If the interview is used in your essay to support a certain position or provide an opinion on some broad issue, the thesis statement may formulate this position, mentioning the interviewee in the context of the considered issue.
No matter what format you choose, remember that your thesis statement must be clear and coherent. Make sure that other parts of the essay refer to your thesis statement.
- Complete your essay
The body of the essay must be tied to your thesis statement and cover the interview in details.
- Interviews often contain many repetitive phrases, even if you prepare good questions. You have to polish your essay and remove all unnecessary elements. You have to keep only information that corresponds to the idea of your essay and focuses on the subject.

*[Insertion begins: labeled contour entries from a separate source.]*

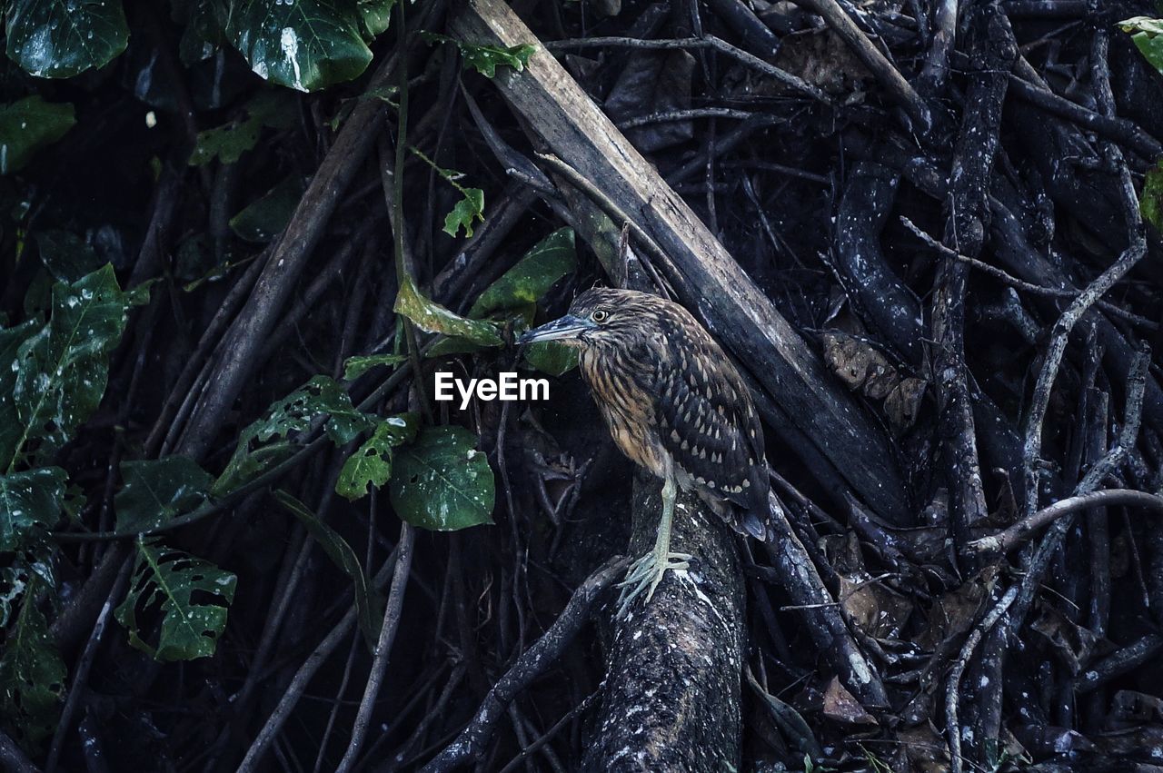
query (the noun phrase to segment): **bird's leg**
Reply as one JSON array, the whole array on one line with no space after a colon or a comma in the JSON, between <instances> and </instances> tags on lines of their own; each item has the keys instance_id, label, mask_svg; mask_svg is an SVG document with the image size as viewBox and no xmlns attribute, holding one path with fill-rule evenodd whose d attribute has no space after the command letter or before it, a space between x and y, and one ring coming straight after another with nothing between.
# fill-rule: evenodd
<instances>
[{"instance_id":1,"label":"bird's leg","mask_svg":"<svg viewBox=\"0 0 1163 773\"><path fill-rule=\"evenodd\" d=\"M618 616L626 617L630 604L645 591L647 601L654 596L655 588L662 582L666 570L685 570L691 560L690 553L670 552L670 527L675 520L675 499L678 486L675 477L666 475L662 485L662 520L658 522L658 537L654 550L630 565L626 579L618 584L622 589L618 599Z\"/></svg>"}]
</instances>

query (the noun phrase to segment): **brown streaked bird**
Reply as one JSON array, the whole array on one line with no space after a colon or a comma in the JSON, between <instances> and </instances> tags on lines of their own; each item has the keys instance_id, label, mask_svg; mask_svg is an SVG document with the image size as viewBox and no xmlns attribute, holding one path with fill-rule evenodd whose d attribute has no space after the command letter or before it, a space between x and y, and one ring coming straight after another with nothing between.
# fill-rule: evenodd
<instances>
[{"instance_id":1,"label":"brown streaked bird","mask_svg":"<svg viewBox=\"0 0 1163 773\"><path fill-rule=\"evenodd\" d=\"M519 343L538 341L579 350L582 377L614 443L663 480L658 537L621 584L619 615L643 592L649 601L666 570L687 567L691 557L670 550L679 488L693 488L736 531L765 538L770 484L759 418L739 371L690 312L648 293L595 287Z\"/></svg>"}]
</instances>

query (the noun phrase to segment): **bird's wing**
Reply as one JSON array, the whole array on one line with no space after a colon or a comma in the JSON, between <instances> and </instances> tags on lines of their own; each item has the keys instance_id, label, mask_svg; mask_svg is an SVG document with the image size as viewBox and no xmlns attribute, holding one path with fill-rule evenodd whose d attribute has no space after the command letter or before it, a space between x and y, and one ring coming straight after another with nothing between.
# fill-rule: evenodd
<instances>
[{"instance_id":1,"label":"bird's wing","mask_svg":"<svg viewBox=\"0 0 1163 773\"><path fill-rule=\"evenodd\" d=\"M748 510L766 513L763 434L750 396L742 393L745 387L734 368L726 370L729 360L702 346L676 351L670 359L654 374L663 448L695 482Z\"/></svg>"}]
</instances>

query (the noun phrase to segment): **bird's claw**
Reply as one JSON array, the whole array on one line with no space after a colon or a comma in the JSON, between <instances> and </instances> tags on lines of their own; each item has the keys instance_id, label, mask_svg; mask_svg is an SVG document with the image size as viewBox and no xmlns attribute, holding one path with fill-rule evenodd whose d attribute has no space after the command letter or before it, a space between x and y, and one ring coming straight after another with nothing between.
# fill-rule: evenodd
<instances>
[{"instance_id":1,"label":"bird's claw","mask_svg":"<svg viewBox=\"0 0 1163 773\"><path fill-rule=\"evenodd\" d=\"M658 584L662 582L662 578L666 574L666 570L686 570L691 565L690 560L690 553L669 552L665 556L659 556L650 551L630 564L626 579L618 584L618 587L622 589L618 596L618 617L625 620L634 600L643 592L647 594L645 601L649 602Z\"/></svg>"}]
</instances>

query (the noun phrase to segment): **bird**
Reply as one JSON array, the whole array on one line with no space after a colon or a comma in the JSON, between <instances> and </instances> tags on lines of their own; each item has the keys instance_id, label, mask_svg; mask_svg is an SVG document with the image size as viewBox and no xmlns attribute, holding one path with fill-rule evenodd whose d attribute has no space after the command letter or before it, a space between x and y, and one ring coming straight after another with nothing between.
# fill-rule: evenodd
<instances>
[{"instance_id":1,"label":"bird","mask_svg":"<svg viewBox=\"0 0 1163 773\"><path fill-rule=\"evenodd\" d=\"M694 491L736 531L768 536L763 429L735 365L683 306L650 293L594 287L565 316L519 344L556 341L578 351L582 378L615 445L663 481L654 550L619 584L619 617L688 553L670 550L678 491Z\"/></svg>"}]
</instances>

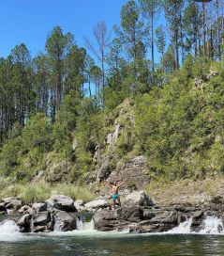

- You can find many useful materials on interview essays on the internet. Visit websites of prestigious universities and read articles. For example, University of North Carolina Writing Center website contains many tips on how to get rid of similar phrases, and how to use transcriptions. You will also learn how to consider the interview in a global context by using paraphrasing. You can also find some detailed instructions on how to transfer personal experience.
- Proofread your writings
Never forget to revise and proofread your work, regardless of its type.
- Obviously, you must read your essay a few times. But you also have to find somebody else who will look it over. Sometimes you may miss something in your own work, so others will help you by providing a new perspective.
- Return to your notes that you’ve taken right after the interview and look whether your essay still represents the actual interview. While editing, you may change your essay considerably, so make sure that the initial intention remained the same. If you can, meet the interviewee and let him or her read your essay to understand whether it reflects their opinion correctly.
- Specify your sources
Usually, you don’t need to include the specific citation of the entire interview, but you must cite any additional materials used to collect data. We also suggest referring contextual information according to the required citation format.
Remember that all direct quotations must be written in quotation marks, while paraphrasing shouldn’t include them.
Finally, the last and the most important rule is that you shouldn’t present your own thoughts as someone else’s words. Respect interviewee’s opinion, and you’ll write a perfect interview essay!